The start of this "mini rate hike cycle" coincided with a peak in EUR/CHF exchange rates which have now been brought down to more 'typical' levels.

Adrian

Edward Hugh said...

Hello Adrian,

"Is the Central Bank more concerned with avoiding default on CHF/EUR loans by making the forint internationally attractive rather than trying to control domestic demand? "

A very interesting question. I am almost sure they are not trying to contain domestic demand here, since that is already so weak, as you can see from the charts, that it is hard to imagine anyone seriously wanting to do that.

Also, as you indicate in your quote, the aim can hardly be to contain domestic private credit, since there is so little of it which is within their power to influence.

They would probably argue they were trying to defend their credibity by "steering expectations" but it is also far from clear what this actually means in practice when you get behind the blurb.

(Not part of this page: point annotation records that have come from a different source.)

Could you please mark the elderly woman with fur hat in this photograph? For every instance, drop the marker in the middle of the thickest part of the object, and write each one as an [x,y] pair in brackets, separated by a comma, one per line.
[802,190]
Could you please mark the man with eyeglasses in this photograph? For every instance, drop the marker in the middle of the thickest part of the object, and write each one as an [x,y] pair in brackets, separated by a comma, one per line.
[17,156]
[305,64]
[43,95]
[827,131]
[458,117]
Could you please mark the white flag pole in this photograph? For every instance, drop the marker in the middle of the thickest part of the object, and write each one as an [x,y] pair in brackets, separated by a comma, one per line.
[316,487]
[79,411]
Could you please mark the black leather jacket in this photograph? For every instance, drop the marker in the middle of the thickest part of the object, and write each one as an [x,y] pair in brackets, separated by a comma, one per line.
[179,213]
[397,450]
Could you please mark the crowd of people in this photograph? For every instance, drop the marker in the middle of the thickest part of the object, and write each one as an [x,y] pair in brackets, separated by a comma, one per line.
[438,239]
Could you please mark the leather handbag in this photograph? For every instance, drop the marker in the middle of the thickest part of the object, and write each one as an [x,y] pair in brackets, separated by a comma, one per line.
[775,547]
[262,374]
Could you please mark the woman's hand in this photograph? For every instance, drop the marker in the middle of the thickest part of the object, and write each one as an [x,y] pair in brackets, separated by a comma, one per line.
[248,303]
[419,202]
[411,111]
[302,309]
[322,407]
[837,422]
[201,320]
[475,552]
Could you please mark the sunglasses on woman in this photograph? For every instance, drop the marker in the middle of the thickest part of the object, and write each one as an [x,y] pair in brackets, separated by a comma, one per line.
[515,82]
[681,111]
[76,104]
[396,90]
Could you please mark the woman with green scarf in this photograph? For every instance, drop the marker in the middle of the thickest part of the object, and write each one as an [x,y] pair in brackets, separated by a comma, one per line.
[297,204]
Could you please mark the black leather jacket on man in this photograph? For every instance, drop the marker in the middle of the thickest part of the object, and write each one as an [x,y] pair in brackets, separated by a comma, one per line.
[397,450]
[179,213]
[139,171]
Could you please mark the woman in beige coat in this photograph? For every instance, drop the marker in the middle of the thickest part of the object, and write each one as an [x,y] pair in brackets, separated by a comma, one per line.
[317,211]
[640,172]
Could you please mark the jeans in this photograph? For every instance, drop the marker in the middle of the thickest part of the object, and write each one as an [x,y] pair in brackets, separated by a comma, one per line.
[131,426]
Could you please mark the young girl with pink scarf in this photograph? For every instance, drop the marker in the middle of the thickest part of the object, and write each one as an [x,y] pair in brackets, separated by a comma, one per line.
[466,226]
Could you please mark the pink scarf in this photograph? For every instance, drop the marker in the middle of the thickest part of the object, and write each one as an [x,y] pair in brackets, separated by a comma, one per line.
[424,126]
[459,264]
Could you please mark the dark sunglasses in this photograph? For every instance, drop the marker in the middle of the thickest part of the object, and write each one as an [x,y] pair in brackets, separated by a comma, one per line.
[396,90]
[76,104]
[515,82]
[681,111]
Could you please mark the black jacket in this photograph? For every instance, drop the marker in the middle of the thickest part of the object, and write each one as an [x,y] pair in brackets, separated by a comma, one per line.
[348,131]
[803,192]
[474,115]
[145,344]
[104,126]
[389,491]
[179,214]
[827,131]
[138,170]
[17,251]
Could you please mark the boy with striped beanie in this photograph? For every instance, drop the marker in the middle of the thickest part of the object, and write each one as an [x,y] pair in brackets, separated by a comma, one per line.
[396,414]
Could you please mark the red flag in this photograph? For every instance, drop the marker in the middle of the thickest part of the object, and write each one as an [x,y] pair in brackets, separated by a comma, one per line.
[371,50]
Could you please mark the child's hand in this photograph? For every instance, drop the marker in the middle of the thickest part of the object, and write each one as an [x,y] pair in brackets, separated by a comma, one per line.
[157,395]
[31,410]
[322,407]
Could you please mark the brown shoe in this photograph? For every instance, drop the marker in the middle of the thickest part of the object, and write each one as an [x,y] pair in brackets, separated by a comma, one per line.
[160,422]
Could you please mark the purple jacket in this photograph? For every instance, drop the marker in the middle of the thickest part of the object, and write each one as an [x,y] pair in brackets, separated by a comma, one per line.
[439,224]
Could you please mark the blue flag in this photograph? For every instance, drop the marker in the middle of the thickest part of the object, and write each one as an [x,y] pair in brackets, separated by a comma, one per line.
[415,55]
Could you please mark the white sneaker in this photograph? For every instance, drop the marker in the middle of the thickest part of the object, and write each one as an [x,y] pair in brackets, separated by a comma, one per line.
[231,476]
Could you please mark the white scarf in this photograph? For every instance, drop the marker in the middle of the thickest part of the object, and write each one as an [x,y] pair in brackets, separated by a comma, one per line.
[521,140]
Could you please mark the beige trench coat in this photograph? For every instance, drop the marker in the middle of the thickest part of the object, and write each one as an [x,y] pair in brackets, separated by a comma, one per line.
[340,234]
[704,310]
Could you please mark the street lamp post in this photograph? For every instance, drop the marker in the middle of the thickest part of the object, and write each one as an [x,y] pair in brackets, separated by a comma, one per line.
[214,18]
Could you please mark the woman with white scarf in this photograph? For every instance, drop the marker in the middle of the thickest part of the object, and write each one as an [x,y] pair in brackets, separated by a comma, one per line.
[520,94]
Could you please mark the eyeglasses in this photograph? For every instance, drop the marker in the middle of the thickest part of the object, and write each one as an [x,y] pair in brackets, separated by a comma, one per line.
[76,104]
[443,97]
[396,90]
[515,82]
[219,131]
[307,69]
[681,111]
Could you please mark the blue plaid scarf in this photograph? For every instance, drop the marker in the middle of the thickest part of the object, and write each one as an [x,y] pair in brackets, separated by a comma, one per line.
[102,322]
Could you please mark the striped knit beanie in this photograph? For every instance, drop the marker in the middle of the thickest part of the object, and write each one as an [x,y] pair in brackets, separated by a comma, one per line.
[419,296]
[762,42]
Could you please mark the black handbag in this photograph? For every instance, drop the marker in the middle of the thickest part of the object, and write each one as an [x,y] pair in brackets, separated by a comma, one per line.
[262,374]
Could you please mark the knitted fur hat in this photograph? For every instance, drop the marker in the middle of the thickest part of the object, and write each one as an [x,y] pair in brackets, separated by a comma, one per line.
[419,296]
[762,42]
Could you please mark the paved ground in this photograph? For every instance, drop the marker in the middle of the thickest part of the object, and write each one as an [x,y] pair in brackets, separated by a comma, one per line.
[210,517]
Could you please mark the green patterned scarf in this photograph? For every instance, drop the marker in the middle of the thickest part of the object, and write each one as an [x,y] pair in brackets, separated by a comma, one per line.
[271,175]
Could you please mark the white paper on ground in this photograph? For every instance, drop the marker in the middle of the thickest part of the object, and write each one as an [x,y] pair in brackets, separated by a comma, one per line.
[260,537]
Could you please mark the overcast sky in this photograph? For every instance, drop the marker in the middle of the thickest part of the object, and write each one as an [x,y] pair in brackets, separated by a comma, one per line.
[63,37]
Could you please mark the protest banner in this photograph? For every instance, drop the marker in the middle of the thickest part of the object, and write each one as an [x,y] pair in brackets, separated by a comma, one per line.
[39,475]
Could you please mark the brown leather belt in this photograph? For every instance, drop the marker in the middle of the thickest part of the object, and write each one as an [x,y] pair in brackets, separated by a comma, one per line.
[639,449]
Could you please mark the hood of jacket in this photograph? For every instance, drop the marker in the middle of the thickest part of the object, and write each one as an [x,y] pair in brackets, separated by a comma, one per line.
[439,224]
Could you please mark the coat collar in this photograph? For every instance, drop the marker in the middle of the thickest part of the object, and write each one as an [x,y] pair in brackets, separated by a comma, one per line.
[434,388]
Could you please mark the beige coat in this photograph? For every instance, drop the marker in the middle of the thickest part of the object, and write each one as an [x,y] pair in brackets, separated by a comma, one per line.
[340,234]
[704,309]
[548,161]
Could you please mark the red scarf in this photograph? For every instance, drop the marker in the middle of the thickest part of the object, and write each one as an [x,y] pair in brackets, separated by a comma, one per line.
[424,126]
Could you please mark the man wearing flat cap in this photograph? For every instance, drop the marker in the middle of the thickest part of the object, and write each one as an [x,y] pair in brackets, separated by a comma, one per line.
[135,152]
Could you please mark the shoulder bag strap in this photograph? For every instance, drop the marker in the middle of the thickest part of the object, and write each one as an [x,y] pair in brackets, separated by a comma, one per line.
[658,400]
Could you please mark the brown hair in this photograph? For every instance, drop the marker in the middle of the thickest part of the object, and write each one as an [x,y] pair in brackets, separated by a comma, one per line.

Now I don't think that there is too much danger of large scale default on these loans in the short term in the range wihin which the forint had been fluctuating with the CHF, but I do think that you are right that they are trying to boost the forint upwards, and this for two closely associated reasons:

1/ Doing so can actually mildly push up domestic demand by making CHF loans more attractive (I fear monetary policy in Poland may well be running into much bigger problems here with a drift away from zloty borrowing and into euros, since domestic demand increases certainly could become a problem there), and it can also give households with CHF loans slightly more to spend since their monthly payments go down a bit.

2/ They are probably also hoping that upward appreciation in the forint will take some of the edge of imported inflation and slow inflation down domestically via this route.

But both of these effects are, IMHO, relatively small. Which means they are pretty much out of policy, especially if they don't plan to go on hiking. So the bottom line is that the Hungarian economy is effectively stuck in some kind of stagflationary dead-spot which no one seems to have much idea of what to do about.

Now.... in the longer term default on the forint loans will become a real concern for them, and this means that they are going to have a very hard time bringing interest rates down, and meantime the economy could literally wilt on the vine, since once the appetite for forint credit dries up, or people get nervous about lending more, we are left with neither fiscal nor monetary stimulus to come the rescue. Bleak indeed.

Anonymous said...

Edward,

thanks for a very detailed reply: excellent blog by the way.